His insight inspired Poni to join the prison choir and gumboot dance troupe. After he was released two years ago, he founded a volunteer organization that provides projects for unemployed people in Khayelitsha. “Everything I am today, I owe to Brent and Laurence,” he says.
Back at O.R. Tambo Hall, Andile Poni is doing duty as ringmaster. Decked out in a bright red suit, he talks between the acts about respect (the Aretha Franklin hit rings out) and imagination (John Lennon’s “Imagine” plays), alternating between English and Xhosa. The room is filled with thousands of children, mothers and chaperones, most from Khayelitsha.
Onstage with the professional-track Zip Zap kids are their HIV-positive friends from Khayelitsha’s clinics.
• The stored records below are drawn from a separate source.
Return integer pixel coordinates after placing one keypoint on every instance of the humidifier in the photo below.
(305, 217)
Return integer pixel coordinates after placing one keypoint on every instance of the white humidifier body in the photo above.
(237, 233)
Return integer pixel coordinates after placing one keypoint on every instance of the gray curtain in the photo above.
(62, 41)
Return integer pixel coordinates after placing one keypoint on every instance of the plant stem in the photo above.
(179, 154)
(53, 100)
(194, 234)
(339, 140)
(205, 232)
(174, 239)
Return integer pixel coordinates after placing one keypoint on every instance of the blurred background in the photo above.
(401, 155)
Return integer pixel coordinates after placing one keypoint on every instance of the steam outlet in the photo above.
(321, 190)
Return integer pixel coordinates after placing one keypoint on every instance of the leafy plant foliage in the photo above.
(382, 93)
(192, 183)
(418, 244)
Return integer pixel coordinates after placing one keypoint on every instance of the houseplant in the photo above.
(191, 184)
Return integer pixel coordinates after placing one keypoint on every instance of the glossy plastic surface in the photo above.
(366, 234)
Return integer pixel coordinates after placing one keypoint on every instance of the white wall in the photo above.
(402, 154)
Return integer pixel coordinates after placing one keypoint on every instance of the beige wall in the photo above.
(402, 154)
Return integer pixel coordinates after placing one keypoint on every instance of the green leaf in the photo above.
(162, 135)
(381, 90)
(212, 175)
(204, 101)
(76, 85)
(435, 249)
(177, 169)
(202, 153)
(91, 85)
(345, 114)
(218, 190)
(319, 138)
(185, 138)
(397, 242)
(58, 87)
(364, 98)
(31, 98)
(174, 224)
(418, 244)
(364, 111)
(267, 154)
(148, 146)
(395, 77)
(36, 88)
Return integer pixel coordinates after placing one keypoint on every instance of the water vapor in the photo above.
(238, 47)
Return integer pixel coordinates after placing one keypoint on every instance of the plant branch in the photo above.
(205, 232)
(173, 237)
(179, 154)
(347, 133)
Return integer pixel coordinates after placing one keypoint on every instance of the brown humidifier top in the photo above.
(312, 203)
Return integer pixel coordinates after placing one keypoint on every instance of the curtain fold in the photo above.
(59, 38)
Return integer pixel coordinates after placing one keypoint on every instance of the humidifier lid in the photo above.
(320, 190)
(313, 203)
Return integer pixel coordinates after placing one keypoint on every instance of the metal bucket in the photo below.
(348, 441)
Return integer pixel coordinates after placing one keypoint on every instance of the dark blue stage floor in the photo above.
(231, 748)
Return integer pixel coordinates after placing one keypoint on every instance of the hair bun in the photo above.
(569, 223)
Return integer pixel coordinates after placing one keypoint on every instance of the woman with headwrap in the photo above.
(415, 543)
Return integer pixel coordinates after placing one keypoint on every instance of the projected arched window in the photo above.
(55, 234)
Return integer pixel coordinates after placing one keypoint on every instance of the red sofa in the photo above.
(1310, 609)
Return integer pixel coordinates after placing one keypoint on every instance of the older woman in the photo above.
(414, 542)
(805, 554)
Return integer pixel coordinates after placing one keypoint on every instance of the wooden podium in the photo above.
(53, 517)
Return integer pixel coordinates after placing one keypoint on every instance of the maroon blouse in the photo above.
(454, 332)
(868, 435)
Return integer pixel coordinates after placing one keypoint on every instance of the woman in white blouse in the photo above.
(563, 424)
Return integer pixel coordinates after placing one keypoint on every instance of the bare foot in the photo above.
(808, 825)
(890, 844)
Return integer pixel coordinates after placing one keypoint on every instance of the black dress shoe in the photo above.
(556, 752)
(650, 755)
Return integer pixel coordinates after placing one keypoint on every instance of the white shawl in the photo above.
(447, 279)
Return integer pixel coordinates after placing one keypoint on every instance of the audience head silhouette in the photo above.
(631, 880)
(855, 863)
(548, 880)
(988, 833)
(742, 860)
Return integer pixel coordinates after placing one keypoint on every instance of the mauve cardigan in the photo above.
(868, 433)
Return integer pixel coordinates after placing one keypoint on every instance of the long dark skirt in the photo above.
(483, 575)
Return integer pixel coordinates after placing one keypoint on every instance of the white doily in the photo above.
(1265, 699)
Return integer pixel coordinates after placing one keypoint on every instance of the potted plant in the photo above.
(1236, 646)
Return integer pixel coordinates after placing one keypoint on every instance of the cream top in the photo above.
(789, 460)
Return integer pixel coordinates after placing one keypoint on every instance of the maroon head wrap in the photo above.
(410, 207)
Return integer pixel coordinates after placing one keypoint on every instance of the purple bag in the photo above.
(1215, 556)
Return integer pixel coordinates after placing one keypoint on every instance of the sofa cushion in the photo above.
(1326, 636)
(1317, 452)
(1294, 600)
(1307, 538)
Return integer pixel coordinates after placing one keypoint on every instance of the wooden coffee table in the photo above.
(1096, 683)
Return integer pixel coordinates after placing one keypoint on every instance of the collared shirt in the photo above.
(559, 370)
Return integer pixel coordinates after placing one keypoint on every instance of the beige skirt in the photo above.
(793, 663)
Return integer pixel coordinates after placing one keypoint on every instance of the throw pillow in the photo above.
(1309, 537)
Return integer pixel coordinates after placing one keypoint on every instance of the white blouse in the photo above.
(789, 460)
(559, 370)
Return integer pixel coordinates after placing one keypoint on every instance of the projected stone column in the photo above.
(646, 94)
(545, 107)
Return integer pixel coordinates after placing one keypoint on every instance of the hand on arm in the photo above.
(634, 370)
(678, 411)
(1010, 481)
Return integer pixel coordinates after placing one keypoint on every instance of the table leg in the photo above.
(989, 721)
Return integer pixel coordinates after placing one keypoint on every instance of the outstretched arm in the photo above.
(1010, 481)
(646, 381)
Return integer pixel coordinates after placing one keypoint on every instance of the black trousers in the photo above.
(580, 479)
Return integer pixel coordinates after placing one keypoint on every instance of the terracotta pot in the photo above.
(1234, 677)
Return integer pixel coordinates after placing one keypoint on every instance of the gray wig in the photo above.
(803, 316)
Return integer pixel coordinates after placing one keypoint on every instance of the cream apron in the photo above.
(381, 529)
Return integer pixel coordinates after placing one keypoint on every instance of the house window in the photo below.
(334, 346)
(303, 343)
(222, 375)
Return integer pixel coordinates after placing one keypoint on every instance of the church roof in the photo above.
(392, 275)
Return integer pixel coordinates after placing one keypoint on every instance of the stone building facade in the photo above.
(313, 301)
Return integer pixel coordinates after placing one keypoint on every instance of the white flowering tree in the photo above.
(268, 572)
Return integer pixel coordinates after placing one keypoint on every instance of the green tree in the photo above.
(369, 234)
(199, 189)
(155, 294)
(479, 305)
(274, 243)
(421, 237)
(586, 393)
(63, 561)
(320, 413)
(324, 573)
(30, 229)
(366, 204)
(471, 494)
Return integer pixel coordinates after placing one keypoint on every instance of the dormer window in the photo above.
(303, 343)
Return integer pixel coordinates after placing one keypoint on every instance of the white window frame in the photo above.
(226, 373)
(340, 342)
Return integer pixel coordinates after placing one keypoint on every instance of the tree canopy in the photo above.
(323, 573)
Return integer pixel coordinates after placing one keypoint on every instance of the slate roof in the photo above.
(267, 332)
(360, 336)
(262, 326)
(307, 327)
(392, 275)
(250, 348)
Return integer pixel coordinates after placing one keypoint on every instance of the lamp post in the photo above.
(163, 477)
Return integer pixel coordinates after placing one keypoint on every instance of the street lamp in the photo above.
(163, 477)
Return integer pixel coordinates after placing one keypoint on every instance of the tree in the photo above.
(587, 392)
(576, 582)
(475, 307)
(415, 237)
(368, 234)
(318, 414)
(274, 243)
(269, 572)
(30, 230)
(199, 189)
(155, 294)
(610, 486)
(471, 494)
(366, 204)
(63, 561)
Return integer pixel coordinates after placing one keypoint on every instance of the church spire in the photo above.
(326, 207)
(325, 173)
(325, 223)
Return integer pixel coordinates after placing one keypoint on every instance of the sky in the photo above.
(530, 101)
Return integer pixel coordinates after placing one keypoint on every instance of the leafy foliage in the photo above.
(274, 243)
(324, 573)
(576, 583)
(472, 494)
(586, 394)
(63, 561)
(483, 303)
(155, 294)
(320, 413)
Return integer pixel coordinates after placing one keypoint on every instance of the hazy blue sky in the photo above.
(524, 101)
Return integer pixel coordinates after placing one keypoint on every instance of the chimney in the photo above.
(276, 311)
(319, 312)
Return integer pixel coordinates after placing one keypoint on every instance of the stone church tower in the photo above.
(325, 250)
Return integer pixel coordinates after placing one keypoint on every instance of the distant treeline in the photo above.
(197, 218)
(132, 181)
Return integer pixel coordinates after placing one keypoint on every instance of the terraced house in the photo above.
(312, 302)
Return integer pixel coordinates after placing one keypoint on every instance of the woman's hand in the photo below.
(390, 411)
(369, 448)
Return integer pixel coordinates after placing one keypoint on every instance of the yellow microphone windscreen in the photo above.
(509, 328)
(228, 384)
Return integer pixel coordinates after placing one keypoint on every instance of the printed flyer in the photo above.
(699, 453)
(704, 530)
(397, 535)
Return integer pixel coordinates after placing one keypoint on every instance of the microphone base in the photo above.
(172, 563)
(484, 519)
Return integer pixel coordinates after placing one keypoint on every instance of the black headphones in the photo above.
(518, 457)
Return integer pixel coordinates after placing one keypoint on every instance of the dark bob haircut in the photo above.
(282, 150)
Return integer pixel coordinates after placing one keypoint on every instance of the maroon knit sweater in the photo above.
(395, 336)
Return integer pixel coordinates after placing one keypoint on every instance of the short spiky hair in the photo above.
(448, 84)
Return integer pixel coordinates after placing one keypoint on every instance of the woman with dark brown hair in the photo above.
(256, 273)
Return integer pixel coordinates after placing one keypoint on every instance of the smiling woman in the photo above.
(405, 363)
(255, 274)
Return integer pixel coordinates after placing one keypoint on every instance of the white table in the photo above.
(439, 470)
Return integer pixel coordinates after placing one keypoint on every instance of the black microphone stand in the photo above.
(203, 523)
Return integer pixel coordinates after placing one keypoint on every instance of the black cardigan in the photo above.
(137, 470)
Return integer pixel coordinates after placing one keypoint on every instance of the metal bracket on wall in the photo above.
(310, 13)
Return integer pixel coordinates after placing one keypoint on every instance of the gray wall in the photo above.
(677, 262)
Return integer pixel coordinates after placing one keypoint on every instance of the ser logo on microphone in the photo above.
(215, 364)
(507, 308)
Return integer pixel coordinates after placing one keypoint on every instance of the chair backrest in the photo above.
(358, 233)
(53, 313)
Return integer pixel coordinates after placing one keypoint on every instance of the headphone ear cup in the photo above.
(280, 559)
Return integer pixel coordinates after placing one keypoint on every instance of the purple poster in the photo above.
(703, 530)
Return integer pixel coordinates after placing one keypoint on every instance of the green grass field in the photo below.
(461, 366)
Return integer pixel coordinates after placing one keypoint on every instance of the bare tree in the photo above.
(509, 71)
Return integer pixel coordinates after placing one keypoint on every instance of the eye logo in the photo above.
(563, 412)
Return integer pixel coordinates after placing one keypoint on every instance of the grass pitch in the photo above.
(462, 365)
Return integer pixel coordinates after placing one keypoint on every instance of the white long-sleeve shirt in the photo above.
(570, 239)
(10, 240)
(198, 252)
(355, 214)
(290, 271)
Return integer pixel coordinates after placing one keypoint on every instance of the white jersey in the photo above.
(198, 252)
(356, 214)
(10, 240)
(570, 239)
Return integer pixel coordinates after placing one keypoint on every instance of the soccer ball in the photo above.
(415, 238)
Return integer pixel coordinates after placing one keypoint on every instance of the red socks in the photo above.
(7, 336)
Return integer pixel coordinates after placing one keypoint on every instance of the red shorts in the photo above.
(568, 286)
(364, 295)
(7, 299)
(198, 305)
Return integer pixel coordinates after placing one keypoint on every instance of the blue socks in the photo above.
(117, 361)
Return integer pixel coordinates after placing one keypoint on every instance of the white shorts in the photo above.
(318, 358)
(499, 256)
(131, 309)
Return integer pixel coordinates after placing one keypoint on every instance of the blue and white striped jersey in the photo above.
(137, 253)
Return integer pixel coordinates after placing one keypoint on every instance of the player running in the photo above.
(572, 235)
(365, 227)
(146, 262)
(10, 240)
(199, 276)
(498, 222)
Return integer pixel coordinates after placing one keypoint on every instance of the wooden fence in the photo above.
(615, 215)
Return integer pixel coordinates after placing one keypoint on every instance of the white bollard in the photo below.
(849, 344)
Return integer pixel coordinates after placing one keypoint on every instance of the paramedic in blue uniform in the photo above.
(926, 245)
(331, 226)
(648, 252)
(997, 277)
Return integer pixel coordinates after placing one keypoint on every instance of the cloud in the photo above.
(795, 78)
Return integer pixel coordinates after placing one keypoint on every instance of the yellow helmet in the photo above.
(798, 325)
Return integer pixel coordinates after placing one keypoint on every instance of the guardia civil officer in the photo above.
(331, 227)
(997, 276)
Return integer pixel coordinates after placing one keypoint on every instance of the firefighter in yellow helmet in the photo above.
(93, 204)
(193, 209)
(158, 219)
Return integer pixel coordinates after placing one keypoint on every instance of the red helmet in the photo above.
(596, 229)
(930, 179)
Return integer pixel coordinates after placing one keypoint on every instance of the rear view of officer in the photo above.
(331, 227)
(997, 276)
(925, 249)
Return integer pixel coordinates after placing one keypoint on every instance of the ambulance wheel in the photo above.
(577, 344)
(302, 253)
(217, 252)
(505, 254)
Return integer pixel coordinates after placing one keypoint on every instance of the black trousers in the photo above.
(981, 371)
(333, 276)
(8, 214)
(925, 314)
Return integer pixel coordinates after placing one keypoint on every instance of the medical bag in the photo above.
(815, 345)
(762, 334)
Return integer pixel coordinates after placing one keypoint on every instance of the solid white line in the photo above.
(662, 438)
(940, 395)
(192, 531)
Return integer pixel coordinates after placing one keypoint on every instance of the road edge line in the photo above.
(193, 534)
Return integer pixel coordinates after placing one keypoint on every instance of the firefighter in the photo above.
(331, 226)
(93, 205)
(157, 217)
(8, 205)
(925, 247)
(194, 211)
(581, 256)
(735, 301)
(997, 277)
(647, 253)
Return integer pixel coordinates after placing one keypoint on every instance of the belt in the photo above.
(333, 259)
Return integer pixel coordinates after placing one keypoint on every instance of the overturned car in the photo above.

They’re still fumbling a bit, but that doesn’t detract from the fun. The show’s message is clear: AIDS is nothing to be ashamed of, and it should never be a reason to exclude people.
Pamela Sidinana, 32, sitting next to me, concurs. She contracted HIV 11 years ago after being raped. She has come to the circus with her two young sons and a group of HIV-positive children. Pointing to the stage, where the performers, now dressed as wild animals, are enthusiastically executing an act, she says, “Look. Those kids handle it so well. Some of them have been raped, but look at the guts and self-confidence they radiate.”
After the show, I ask Sidinana’s sons who their favourites were. They look shyly at the floor. Their mother pokes them. Softly, they say, “The girls who flew through the air.”
Fred de Vries is a freelance journalist living in Johannesburg, South Africa.